Organisasi berbasis agama yang memiliki a Yesus Tunawisma replika mengatakan mereka memilih melakukan ini karena ingin membuat pernyataan publik yang berani tentang keyakinan sosial mereka.
Pemirsa sekuler
Meskipun ada ketidakbiasaan atau ambivalensi terhadap kisah Yesus, Yesus Tunawisma masih dapat menarik pemirsa sekuler dan non-Kristen. Patung tersebut menghadirkan simbol-simbol dengan makna universal: bangku jalanan dan tubuh yang berusaha dikatakan hangat, terbungkus selimut. Simbol-simbol ini mengungkapkan sesuatu tentang kerentanan fisik di ruang publik. Jika digabungkan, mereka menjadi ikon tunawisma.
Patung perunggu sering kali diperuntukkan bagi monumen bersejarah dan patung pahlawan masyarakat. Ketika media ini dipadukan dengan gambaran tunawisma, akan menghasilkan pesan yang jelas dan kuat. Kombinasi yang tidak biasa ini mengajak pemirsa untuk melihat para tunawisma sebagai orang-orang yang bermartabat, layak untuk dipahat. Setidaknya: mereka layak mendapatkan perumahan yang aman dan terjangkau.
Patung ini merupakan tantangan terhadap kecenderungan dominan yang mengabaikan kebutuhan dan cerita para tunawisma. Populasi tunawisma sering dipandang sebagai “pecundang alami” dalam ekonomi pasar yang kompetitif. Kapitalisme membenarkan adanya kemiskinan ekstrem di masyarakat sejahtera. Yesus Tunawisma menghadirkan narasi alternatif.
Seni religi dapat mengkomunikasikan wawasan
Yesus Tunawismadan posisinya yang menjadi pusat perhatian, menunjukkan bagaimana seni publik religius dapat memainkan peran dalam mempromosikan ide-ide masyarakat yang adil.
Kembali ke tahun 70an, ahli teori kritis, Herbert Marcuse, seni tersebut dapat menentang cara berpikir, bertindak, dan berbicara yang menindas.
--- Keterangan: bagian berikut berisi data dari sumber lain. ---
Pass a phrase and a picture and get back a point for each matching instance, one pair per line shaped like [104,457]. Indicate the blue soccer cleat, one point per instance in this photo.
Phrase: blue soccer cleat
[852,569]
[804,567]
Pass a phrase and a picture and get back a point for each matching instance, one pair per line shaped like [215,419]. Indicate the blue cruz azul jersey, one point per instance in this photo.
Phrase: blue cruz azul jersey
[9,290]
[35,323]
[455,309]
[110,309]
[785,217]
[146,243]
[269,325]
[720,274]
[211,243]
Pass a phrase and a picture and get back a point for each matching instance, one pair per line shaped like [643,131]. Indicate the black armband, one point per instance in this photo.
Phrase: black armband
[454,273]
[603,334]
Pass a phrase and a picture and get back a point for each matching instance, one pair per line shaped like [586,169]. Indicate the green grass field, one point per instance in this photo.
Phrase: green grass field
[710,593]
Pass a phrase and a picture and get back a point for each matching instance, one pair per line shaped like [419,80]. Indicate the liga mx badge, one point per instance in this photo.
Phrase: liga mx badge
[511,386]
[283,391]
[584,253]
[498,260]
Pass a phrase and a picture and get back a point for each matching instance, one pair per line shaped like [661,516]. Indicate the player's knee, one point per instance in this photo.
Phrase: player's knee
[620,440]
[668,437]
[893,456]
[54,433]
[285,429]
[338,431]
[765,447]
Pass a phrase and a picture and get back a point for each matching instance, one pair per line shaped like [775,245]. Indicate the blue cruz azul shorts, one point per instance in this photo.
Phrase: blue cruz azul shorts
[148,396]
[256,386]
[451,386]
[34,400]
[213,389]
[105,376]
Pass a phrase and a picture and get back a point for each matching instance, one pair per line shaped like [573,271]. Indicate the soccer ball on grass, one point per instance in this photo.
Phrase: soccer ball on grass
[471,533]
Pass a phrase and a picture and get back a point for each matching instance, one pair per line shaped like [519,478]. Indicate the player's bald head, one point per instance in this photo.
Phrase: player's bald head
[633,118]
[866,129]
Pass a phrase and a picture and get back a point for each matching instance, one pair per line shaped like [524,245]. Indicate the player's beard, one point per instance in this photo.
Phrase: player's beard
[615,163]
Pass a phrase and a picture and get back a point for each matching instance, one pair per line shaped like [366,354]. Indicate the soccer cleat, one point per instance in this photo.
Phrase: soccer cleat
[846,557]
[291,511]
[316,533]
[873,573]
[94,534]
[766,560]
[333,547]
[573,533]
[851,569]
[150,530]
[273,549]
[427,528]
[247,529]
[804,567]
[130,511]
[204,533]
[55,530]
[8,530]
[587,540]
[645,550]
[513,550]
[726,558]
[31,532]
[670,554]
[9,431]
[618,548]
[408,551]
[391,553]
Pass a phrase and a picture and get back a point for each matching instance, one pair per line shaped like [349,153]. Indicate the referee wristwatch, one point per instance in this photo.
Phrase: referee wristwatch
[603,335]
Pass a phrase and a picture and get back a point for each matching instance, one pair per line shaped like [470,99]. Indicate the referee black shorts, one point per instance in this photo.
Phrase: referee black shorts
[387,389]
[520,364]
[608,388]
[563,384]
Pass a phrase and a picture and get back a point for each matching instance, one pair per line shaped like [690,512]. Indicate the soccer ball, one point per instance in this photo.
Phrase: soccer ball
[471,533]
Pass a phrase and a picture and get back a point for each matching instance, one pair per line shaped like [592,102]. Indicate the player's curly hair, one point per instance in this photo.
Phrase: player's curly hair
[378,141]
Jika sebuah sarjana yang meninggalkan Jerman sesaat sebelum dimulainya Perang Dunia II, Marcuse memahami kengerian yang timbul ketika masyarakat tidak kritis dalam melayani kepentingan elit.
Menurut Marcuseseni yang menawarkan perspektif alternatif dan menantang norma-norma sosial dapat menciptakan ruang di mana masyarakat dapat mengidentifikasi dan mempertanyakan sistem sosial yang menindas.
Jürgen Habermas, ahli teori kritis penting lainnya yang masih aktif menulis dan berteori hingga saat ini, menyatakan bahwa meskipun agama dapat bersifat preskriptif, agama juga dapat menawarkan perspektif alternatif terhadap realitas sosial. Ia mengatakan warga negara yang beragama dan sekuler harus mau belajar satu sama lain.
Habermas menyarankan bahwa individu yang beragama harus bekerja pada tingkat formal dalam pengambilan keputusan politik untuk menerjemahkan ide-ide mereka ke dalam bahasa yang dapat diakses oleh rekan-rekan sekuler mereka.
Yesus Tunawisma sebuah contoh bagaimana seni publik religius dapat mengkomunikasikan keyakinan agama dengan cara yang menghormati dan dapat dimengerti oleh beragam audiens sekuler. Seni publik keagamaan dapat menjadi cara bagi organisasi berbasis agama untuk memberikan kontribusi yang berarti bagi peningkatan kehidupan sosial. – Percakapan|Rappler.com
Kaitlin Wynia Baluk adalah kandidat PhD di Departemen Kesehatan, Penuaan dan Masyarakat di Universitas McMaster.
Artikel ini diterbitkan ulang dari Percakapan di bawah lisensi Creative Commons. Membaca artikel asli.